Das Brückenexperiment: Aufregung fördert die Anziehung
von Dr. phil. Sonja Deml | 27. Oktober 2011
Dass Verlieben durch Aufregung und Angst gefördert wird, beweist ein Brückenexperiment. Adrenalin in Extremsituationen macht andere Menschen anziehender für uns.
Wenn Mann und Frau etwas Aufregendes unternehmen, steigt die Chance, dass sie sich verlieben. Verschiedene Laborexperimente kommen zu dem Ergebnis, dass aufregende Erfahrungen die Anziehungskraft fördern können.
Das Experiment der quietschenden Brücke
1974 veröffentlichten die amerikanischen Psychologen Donald Dutton und Art Aron in der Zeitschrift „Journal of Personality and Social Psychology“ ein Experiment, das sie auf zwei Fußgängerbrücken über dem Capilano Canyon in North Vancouver durchgeführt hatten. Dutton und Aron wollten herausfinden, ob die Attraktivität einer Frau höher eingeschätzt wird, wenn sie ihr in einem Furcht erregenden Moment begegnen.
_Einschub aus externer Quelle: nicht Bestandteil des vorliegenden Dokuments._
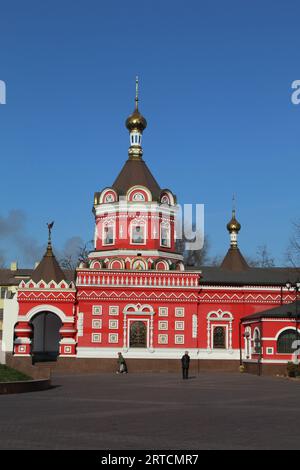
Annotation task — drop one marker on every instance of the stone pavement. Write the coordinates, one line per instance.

Eine der Brücken war eine wacklige, 1,50m schmale Hängebrücke etwa 70m über Felsbrocken, die im Sturm schwankte. Die andere Brücke war breiter, stabiler und in geringerer Höhe über dem Fluss. Die Forscher ließen Männer über eine der beiden Brücken gehen, in deren Mitte jeweils eine hübsche junge Frau stand, die Teil des Forscherteams war. Die Schönheit füllte mit den Männern einen Fragebogen aus und gab ihnen ihre persönliche Telefonnummer, falls sie noch Fragen hätten.
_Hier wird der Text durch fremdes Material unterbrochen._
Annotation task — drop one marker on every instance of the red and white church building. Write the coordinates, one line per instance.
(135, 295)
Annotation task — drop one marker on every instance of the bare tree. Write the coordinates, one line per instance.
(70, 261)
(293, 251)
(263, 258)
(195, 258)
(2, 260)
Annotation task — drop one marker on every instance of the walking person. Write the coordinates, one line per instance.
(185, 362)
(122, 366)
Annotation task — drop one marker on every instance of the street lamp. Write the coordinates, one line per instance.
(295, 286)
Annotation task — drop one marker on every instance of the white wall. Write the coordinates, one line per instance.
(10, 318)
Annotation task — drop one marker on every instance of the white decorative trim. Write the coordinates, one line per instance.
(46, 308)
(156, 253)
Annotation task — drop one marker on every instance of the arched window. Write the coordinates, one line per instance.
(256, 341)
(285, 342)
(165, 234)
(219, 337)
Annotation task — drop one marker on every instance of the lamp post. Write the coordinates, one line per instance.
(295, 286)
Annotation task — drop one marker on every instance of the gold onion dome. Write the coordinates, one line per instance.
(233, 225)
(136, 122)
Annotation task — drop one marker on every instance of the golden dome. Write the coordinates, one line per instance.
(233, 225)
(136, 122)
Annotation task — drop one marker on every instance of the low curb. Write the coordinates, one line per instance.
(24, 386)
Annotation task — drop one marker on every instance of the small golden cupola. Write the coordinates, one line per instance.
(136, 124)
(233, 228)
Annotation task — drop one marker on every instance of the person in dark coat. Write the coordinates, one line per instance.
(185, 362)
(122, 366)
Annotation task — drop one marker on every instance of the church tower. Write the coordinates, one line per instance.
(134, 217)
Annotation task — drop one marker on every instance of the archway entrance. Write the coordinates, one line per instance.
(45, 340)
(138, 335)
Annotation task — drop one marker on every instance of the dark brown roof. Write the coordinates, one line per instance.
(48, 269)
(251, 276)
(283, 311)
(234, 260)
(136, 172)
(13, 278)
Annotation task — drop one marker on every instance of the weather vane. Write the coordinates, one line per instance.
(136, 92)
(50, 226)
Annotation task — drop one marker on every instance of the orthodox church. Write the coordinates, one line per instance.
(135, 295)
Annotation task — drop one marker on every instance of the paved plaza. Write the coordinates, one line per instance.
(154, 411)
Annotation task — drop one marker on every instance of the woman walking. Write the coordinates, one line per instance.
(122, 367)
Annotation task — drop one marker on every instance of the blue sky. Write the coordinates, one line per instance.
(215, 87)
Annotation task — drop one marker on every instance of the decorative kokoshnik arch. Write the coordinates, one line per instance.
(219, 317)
Spontane Anziehung durch physische Gefahr
Viele Männer, welche die lange, instabile Hängebrücke überquerten, fühlten sich von der Interviewerin so angezogen, dass sie mit der attraktiven Frau telefonischen Kontakt herstellten. Von den Männern, welche die solide Brücke überquerten, rief sie kaum jemand an. Die Anwesenheit anderer Menschen kann uns in bedrohlichen Lebenssituationen Halt geben und unsere Angst reduzieren. Wir finden diese Menschen dadurch attraktiver. Spontane Anziehung hängt offensichtlich mit der physischen Auswirkung von Gefahr zusammen. Das bedeutet, dass gefährliche Situationen die Adrenalinproduktion anregen.
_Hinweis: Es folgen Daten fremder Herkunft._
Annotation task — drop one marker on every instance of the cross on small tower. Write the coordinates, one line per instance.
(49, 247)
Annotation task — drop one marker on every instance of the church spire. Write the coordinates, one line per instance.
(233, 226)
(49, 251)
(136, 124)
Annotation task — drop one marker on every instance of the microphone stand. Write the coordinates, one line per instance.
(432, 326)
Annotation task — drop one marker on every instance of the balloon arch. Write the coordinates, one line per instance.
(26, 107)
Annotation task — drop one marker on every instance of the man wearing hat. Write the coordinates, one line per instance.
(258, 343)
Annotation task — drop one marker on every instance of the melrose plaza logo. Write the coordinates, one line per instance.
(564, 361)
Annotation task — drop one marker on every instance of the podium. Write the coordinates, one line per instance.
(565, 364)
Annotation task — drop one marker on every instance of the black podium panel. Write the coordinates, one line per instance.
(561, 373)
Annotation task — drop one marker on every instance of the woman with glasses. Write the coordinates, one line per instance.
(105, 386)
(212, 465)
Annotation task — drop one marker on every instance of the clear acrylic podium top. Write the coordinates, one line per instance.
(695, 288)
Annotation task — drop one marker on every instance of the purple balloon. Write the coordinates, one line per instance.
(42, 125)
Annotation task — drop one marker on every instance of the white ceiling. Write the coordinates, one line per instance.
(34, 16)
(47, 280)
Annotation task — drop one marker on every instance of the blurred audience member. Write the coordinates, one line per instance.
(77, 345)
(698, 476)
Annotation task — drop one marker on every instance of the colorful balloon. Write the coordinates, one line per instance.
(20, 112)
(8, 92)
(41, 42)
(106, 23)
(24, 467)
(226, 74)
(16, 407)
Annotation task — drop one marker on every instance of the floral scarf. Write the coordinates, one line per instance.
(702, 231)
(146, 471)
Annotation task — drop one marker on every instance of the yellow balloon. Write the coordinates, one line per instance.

Adrenalin macht liebevoller
Da Adrenalin eng mit den „Liebeshormonen“ Dopamin und Noradrenalin verwandt ist, versetzten uns bedrohliche Situationen in einen emotional empfänglicheren Zustand. Zudem ist Gefahr heutzutage eher ungewöhnlich und dieses exotische Gefühl ist aufregend und gibt uns einen „Kick“. Wir fühlen uns in solchen Momenten leichter zu jemandem hingezogen, mit dem wir die Gefahr teilen. Denn der spontane Erregungstransfer führte beim Brückenexperiment dazu, dass die Männer auf dem Weg waren, die Frau zu idealisieren und sich in sie zu verlieben. Es passiert immer wieder, dass das Unfallopfer sich Hals über Kopf in den Retter verliebt, der eigentlich gar nicht ihr Typ ist, wiederum andere lernen sich im Warterbereich der Intensivstation kennen, als sie um das Leben ihrer Lieben bangten. Gemeinsame schlimmer Erlebnisse können Fremde zusammenführen.
Ungewohntes regt die Liebe an
Wenn wir unmittelbar nach einer aufregenden Situation oder auch nach starker körperlicher Anstrengung auf einen sexuell anziehenden Menschen treffen, so reagieren wir darauf emotional heftiger als wenn wir ihn in einer neutralen Situation getroffen hätten. Doch manchmal stellt sich auch Enttäuschung ein, wenn wir den anderen näher kennenlernen, denn ein weiteres Phänomen kann die Fehlattribution von Erregung sein. Das heißt, körperliche Erregung (z. B. durch Angst, Sport usw.) wird fälschlicherweise als Verliebtheit interpretiert
Aus dem Experiment von Dutton und Aron können wir lernen, dass berauschende gemeinsame Erfahrungen, die romantische Liebe anregen können. Verschiedenen Studien zufolge sind Paare, die gerne neue, spannende Erfahrungen sammeln, zufriedener mit sich selbst und mit ihrer Partnerschaft.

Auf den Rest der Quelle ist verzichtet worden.